しばらくして、ようやく拍手の嵐が止むと、
「それでは、汎銀河文明宗主国となる銀河系よりもたらされました銀河間転送機の端末設置セレモニーを終了いたします。これ以降、この銀河の生命体は、この端末により、全ての汎銀河文明圏への直接転送が可能となります。詳しくは、用意されておりますマニュアルファイルをお読みください。ちなみに、この端末では宇宙船クラスのものは転送対応しておりませんので、ご了承願います。
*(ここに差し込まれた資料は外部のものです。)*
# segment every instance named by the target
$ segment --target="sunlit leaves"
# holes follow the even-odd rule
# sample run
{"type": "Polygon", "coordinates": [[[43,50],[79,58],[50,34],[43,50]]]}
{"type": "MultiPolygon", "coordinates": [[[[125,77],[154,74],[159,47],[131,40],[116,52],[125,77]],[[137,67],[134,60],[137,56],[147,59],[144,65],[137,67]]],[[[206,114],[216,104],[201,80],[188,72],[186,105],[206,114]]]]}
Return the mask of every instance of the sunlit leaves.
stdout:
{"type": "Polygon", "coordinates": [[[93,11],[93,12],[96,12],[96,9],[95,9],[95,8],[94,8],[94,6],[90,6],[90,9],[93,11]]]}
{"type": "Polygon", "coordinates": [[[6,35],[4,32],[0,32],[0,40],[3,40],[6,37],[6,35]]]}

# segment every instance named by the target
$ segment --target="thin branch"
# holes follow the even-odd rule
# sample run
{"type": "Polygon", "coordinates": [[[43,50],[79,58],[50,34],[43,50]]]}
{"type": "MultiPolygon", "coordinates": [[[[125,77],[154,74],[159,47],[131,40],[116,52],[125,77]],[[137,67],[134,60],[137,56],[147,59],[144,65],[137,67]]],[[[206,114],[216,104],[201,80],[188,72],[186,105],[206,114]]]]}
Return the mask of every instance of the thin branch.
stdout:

あくまでも、この端末は、生命体個人向けの転送装置端末です」
運用マニュアルや整備マニュアル、様々なトラブル対処方法の書かれたマニュアルも、書類とデータチップの二種類で渡されていく。
書類の方は現実的ではないが、これはセレモニー。
無駄だと理解しつつも、儀式的には、こういうものが重要視される。
この後、時ならぬ汎銀河文明圏日帰り旅行が、この銀河で流行する。
今までは、お隣の銀河へ一度、一つの銀河にしか対応していない条件付き転送機で行き、そこから目標の銀河や星系へ行くというスタイルをとるしかなかったのだが、その条件が取り払われた今、あっちこっちへと旅したいという欲望に駆られる人たちがいても仕方がないだろう。
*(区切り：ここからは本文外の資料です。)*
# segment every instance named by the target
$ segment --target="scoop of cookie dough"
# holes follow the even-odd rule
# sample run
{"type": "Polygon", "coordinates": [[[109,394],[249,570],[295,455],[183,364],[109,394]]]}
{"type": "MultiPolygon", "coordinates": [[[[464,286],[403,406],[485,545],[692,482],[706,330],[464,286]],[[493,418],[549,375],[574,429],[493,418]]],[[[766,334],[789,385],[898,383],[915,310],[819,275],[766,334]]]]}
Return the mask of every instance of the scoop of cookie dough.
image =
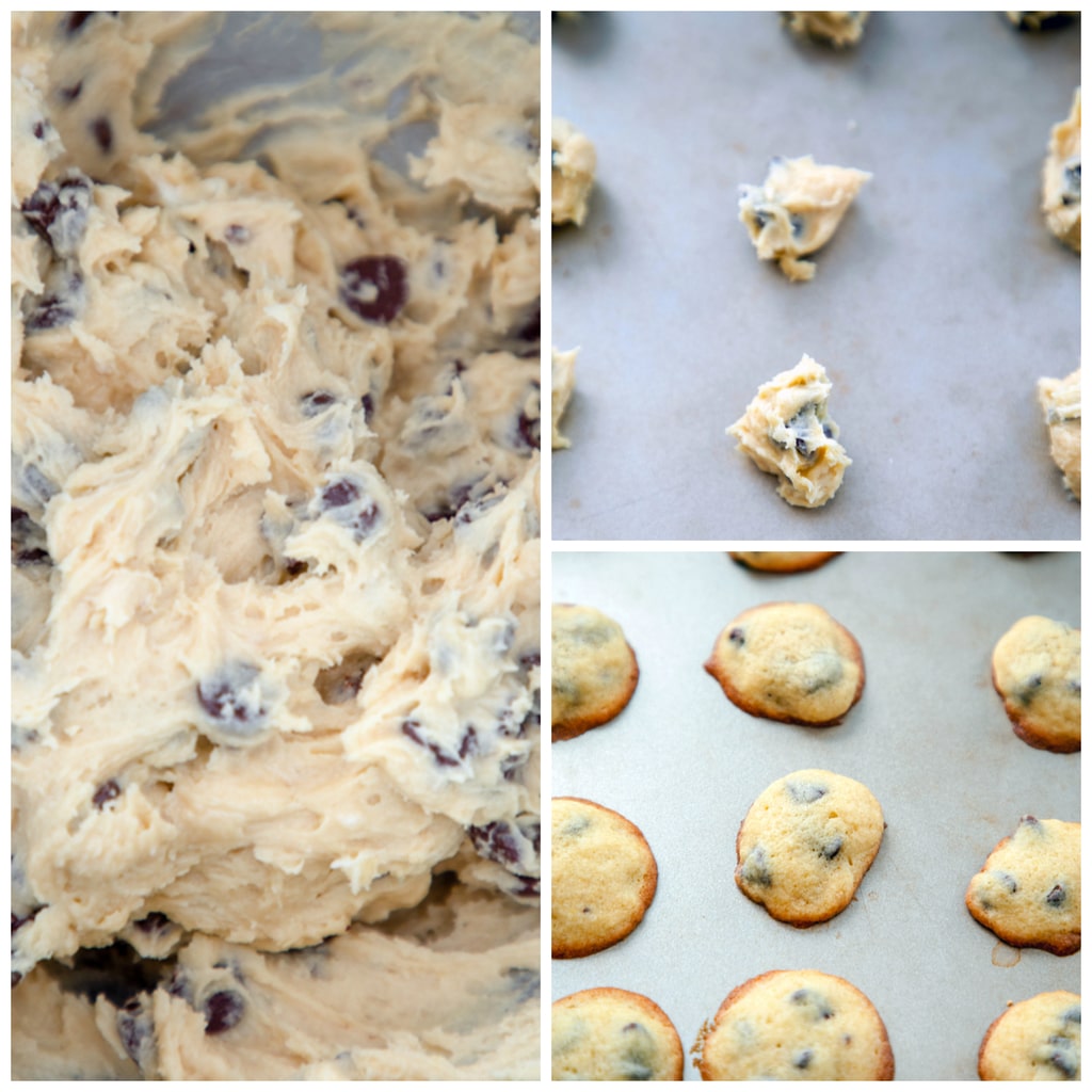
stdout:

ちなみに、今の御時世でも銀河系や、その中の太陽系、もしくは地球や火星、木星などは聖地の中の聖地扱いとなっており、そこへの日帰り旅行は無理とされている。
転送目標としては地球も火星も制限を受けるわけではないが、ともかく聖地を目指す旅人が多すぎるのが問題。
現在、銀河系すら目的地にする人数が多すぎて、まずはアンドロメダ銀河で足止めされて検疫と予防注射、そして、聖地に入るマナーと心構えを教える。
当然、アンドロメダへ転送される生命体の数は多い。
アンドロメダ銀河の元皇都の巨大さでさえ、その大多数を捌けるわけもなし。
よって、様々な星系へ自動的に再転送され、そこで検疫等を行うことになるのだが……
「さあ、銀河系に入ったら、土産物なんか選んでる暇もないよ!ここにあるのは、はるばる銀河系から直で持ってきた銀河系各種族の星系土産だ。選り取りみどり、ここでなきゃ揃わないような組み合わせもあるんだから、早めに購入したい方々は、こちらの店で購入されることをオススメするよ!さあ、見ていくだけでも結構ですよ!」
商魂たくましい者もいるようだ。
さすがに怪しげな商品は置いてないようで……
「旦那、旦那。ここじゃ細かい内容は言えないんだけどね。銀河系の太陽系で密かに開催されるっていう「こみけ」って聞いたこと無いかな?でかい声じゃ言えないが、裏手にある店で太陽系外での頒布禁止となってるブツがあるんだけどね。興味ないかな?」
とんでもない商品で客の袖を引く客引きもあったものである。
そんなこんなでフロンティア(後のガルガンチュア)が太陽系を出発してから約3万年が過ぎている。
いまだフロンティアが戻る様子もないが、お隣の銀河団から宇宙嵐に巻き込まれてやってきた(救出されたとも言う)客人たちも増えてきて、にぎやかなこと、この上なしの汎銀河文明圏である。